A SAS(R) macro has been developed for analyzing correlated outcomes using standard GEE, partially modified GEE, fully modified GEE, and ELMM within alternative regression contexts. This macro and code for conducting the analyses addressed in the book are available as supplementary materials upon request from the author. Detailed descriptions of how to use this macro and interpret its output are provided in the book.
商品描述(中文翻譯)
這本書制定了建模連續和類別相關結果的方法,擴展了常用的方法:廣義估計方程(GEE)和線性混合模型。部分修正的 GEE 在標準 GEE 估計均值參數的估計方程中添加了方差/散佈參數的估計方程。完全修正的 GEE 使用替代的均值參數估計方程。在這兩種情況下,新的估計方程是通過最大化與多變量正態密度函數相關的「似然」函數生成的。部分修正的 GEE 和完全修正的 GEE 使用標準 GEE 方法根據殘差來估計相關參數。擴展線性混合建模(ELMM)使用似然函數來估計均值和方差/散佈參數,以及相關參數。提供了梯度向量和海森矩陣的公式,針對解決估計方程的多步驟算法,以及基於模型的和穩健的實證測試來評估理論基礎模型。考慮了直接指定的相關結構以及基於隨機效應/係數的協方差結構。
標準 GEE、部分修正的 GEE、完全修正的 GEE 和 ELMM 通過對不同類型的相關結果進行各種回歸分析來演示和比較。相關結果的示例分析包括連續結果的線性回歸、計數/比率結果的泊松回歸、二元結果的邏輯回歸、正值連續結果的指數回歸、一般多項結果的多項回歸、有序多項結果的有序回歸,以及離散數值結果的離散回歸。這些分析還針對基於通過似然交叉驗證(LCV)分數控制的替代分數多項式模型的預測變數中的非線性進行處理。較大的 LCV 分數表示更好的模型,但不一定表示明顯更好的模型。LCV 比率檢驗用於識別明顯更好的模型。
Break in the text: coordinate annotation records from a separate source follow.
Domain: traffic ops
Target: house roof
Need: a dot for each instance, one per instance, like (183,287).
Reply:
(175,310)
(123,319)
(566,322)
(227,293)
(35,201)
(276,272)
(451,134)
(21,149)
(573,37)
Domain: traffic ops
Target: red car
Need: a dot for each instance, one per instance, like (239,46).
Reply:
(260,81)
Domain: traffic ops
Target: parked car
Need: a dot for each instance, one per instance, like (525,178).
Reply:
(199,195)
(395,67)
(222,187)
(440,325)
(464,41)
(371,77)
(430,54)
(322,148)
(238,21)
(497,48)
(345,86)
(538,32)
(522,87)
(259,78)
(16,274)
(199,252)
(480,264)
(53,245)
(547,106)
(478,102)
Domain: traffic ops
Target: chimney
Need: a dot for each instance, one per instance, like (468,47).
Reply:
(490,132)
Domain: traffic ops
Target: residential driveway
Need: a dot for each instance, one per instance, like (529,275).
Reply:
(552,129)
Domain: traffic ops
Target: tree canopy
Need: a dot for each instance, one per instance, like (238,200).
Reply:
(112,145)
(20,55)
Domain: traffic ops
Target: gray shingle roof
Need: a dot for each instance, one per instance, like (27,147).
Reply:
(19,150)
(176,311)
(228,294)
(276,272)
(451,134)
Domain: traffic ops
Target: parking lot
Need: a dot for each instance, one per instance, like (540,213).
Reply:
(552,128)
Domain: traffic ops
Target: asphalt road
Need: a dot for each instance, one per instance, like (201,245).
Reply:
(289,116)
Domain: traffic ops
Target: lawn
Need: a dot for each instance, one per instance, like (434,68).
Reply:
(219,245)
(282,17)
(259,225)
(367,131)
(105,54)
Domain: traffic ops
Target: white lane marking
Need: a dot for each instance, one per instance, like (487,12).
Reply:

已開發出一個 SAS(R) 宏,用於在替代回歸上下文中使用標準 GEE、部分修正的 GEE、完全修正的 GEE 和 ELMM 來分析相關結果。這個宏和進行書中所述分析的代碼可根據要求向作者索取作為補充材料。書中提供了如何使用這個宏及解釋其輸出的詳細說明。
作者簡介
George J. Knafl is Biostatistician and Professor Emeritus in the School of Nursing of the University of North Carolina at Chapel Hill where he taught statistics courses for doctoral nursing students, consulted with doctoral students and faculty on their research, and conducted his own research. He has over 45
years of experience in teaching, consulting, and research in statistics. He has continued to conduct research involving development of methods for searching through alternative models for different types of statistical data and application of those methods to the analysis of a variety of health science data sets. He is also Professor Emeritus in the College of Computing and Digital Media at DePaul University and has served on the faculties of the Schools of Nursing at Yale University and at the Oregon Health and Science University.
作者簡介(中文翻譯)
喬治·J·克納夫(George J. Knafl)是北卡羅來納大學教堂山分校護理學院的生物統計學家及名譽教授,他曾教授博士護理學生的統計課程,並為博士生及教職員提供研究諮詢,還進行自己的研究。他在統計學的教學、諮詢和研究方面擁有超過45年的經驗。他持續進行研究,涉及為不同類型的統計數據搜尋替代模型的方法開發,並將這些方法應用於各種健康科學數據集的分析。他同時也是德保羅大學計算與數位媒體學院的名譽教授,曾在耶魯大學和俄勒岡健康與科學大學的護理學院任教。